Parker is an entertaining sociopath:
Did Richard Stark (Donald Westlake) start the convention of having his lead character only go by his last name? In any event, it fits Parker better than the sensitive Spenser. Parker is a kind of sociopath. He is totally immoral -- his decision whether to kill someone is based solely on whether it will benefit him or not -- if it will, he has no hesitation. As this book makes clear, he also is not a romantic version of a criminal who believes in honor among thieves -- when two crooks who worked with his present conspirators threaten to turn them in, he expresses no surprise that they may betray their friends to stay out of jail.
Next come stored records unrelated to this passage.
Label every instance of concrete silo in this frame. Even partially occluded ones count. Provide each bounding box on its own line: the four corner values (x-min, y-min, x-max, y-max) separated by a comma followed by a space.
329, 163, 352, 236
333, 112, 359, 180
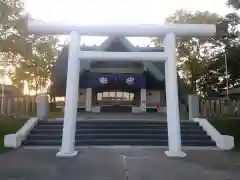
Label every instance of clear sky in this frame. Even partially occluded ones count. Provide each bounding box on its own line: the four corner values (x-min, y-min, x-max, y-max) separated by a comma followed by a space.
25, 0, 233, 46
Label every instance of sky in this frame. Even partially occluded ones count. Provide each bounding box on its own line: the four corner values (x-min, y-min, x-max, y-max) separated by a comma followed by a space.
24, 0, 233, 46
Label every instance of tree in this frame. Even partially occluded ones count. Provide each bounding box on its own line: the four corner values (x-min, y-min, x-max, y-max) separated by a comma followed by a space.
0, 0, 57, 93
227, 0, 240, 10
10, 35, 58, 94
201, 13, 240, 95
153, 10, 220, 93
0, 0, 31, 57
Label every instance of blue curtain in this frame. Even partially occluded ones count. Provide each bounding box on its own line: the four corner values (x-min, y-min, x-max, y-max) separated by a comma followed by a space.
87, 73, 146, 88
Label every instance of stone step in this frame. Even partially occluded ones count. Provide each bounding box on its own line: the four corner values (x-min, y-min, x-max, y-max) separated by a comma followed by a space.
31, 128, 204, 134
28, 134, 211, 140
24, 139, 215, 147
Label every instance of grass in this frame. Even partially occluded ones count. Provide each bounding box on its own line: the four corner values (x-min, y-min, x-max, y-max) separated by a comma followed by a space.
0, 117, 27, 152
210, 117, 240, 151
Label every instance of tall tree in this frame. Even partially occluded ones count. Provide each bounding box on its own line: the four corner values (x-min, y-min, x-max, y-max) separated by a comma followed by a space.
201, 13, 240, 95
10, 35, 58, 94
0, 0, 31, 56
227, 0, 240, 10
153, 10, 220, 93
0, 0, 57, 92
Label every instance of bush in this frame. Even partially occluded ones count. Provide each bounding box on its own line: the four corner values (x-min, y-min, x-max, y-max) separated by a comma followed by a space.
0, 117, 27, 152
210, 118, 240, 151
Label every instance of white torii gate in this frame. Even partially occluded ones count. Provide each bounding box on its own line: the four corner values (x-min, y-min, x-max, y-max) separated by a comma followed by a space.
28, 20, 216, 157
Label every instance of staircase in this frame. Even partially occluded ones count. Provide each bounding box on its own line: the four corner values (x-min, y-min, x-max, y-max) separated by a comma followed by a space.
24, 120, 216, 147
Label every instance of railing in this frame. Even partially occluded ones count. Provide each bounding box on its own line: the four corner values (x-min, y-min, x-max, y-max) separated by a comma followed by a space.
199, 99, 240, 117
0, 96, 37, 116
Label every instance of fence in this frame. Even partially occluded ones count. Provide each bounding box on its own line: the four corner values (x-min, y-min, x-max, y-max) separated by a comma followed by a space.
199, 99, 240, 117
0, 96, 37, 116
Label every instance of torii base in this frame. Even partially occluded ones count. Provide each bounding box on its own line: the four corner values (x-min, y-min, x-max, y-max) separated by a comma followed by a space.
56, 151, 78, 158
164, 151, 187, 158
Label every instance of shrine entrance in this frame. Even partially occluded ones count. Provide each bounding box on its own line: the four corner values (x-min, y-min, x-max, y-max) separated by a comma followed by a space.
97, 90, 135, 112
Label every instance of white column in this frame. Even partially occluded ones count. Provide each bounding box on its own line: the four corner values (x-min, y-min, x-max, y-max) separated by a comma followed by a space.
85, 88, 92, 112
140, 89, 147, 112
57, 31, 80, 157
164, 33, 186, 157
188, 94, 199, 120
37, 93, 49, 120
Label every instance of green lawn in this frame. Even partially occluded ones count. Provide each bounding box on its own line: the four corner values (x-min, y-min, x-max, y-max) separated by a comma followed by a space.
210, 117, 240, 151
0, 117, 27, 152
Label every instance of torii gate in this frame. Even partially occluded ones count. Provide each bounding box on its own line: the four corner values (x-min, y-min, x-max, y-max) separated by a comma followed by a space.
28, 20, 216, 157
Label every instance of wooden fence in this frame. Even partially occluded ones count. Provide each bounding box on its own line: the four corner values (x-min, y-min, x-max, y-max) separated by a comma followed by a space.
199, 99, 240, 117
0, 96, 37, 116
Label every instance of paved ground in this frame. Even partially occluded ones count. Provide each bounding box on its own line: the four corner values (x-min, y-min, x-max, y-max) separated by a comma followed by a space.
0, 148, 240, 180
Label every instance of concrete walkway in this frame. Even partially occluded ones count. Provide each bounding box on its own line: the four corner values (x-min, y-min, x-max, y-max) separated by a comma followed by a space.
0, 148, 240, 180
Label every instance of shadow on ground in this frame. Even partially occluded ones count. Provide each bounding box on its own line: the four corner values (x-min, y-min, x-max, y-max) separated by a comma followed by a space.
0, 148, 240, 180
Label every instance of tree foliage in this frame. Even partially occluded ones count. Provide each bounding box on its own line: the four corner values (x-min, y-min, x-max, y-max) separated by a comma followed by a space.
227, 0, 240, 10
153, 10, 220, 93
201, 13, 240, 95
0, 0, 57, 95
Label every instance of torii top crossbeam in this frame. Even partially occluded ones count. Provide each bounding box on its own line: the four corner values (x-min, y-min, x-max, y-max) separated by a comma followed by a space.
28, 20, 216, 37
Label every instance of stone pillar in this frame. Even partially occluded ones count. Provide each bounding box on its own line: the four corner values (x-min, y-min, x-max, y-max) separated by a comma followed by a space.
85, 88, 92, 112
37, 93, 49, 120
188, 94, 199, 120
164, 33, 186, 157
140, 89, 147, 112
57, 31, 80, 157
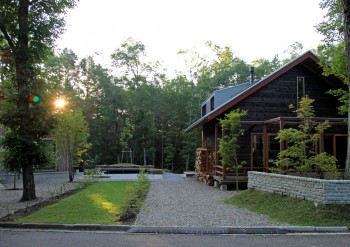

Firebreak is made more interesting by a character who is a kind of anti-Parker, Larry. Parker is totally controlled; even when he takes revenge, he does so carefully and cooly. Larry, on the other hand, is a crook out of control. Their interaction makes this somewhat different than the typical Parker novel. This is hardboiled fiction at its best.

Robbing From the Rich
The Parker series from Richard Stark (the pseudonym of Donald E. Westlake) is the flip side from the author's comedic Dortmunder series. Parker is tough, no nonsense, and kills when necessary. His latest job teams him up with a gang of crooks looking to resteal some masterpiece paintings from a nouveau riche com-type billionaire who is less than honest. The paintings are secreted in a hidden location in the billionaire's luxurious hunting lodge. This book follows a familiar Parker plot outline: the crooks get together to plan a heist; Parker gets involved in some side business; plans go awry; things get improvised. In this book Parker's side business builds to a climax, but then ends too quickly. The final heist sequence packs suspense and action.

One reads a Parker book knowing that one cuts straight to the action, with little of the fat and detours found in too many crime books these days. Parker is not someone you would want to meet in a dark alley, but you do enjoy reading about.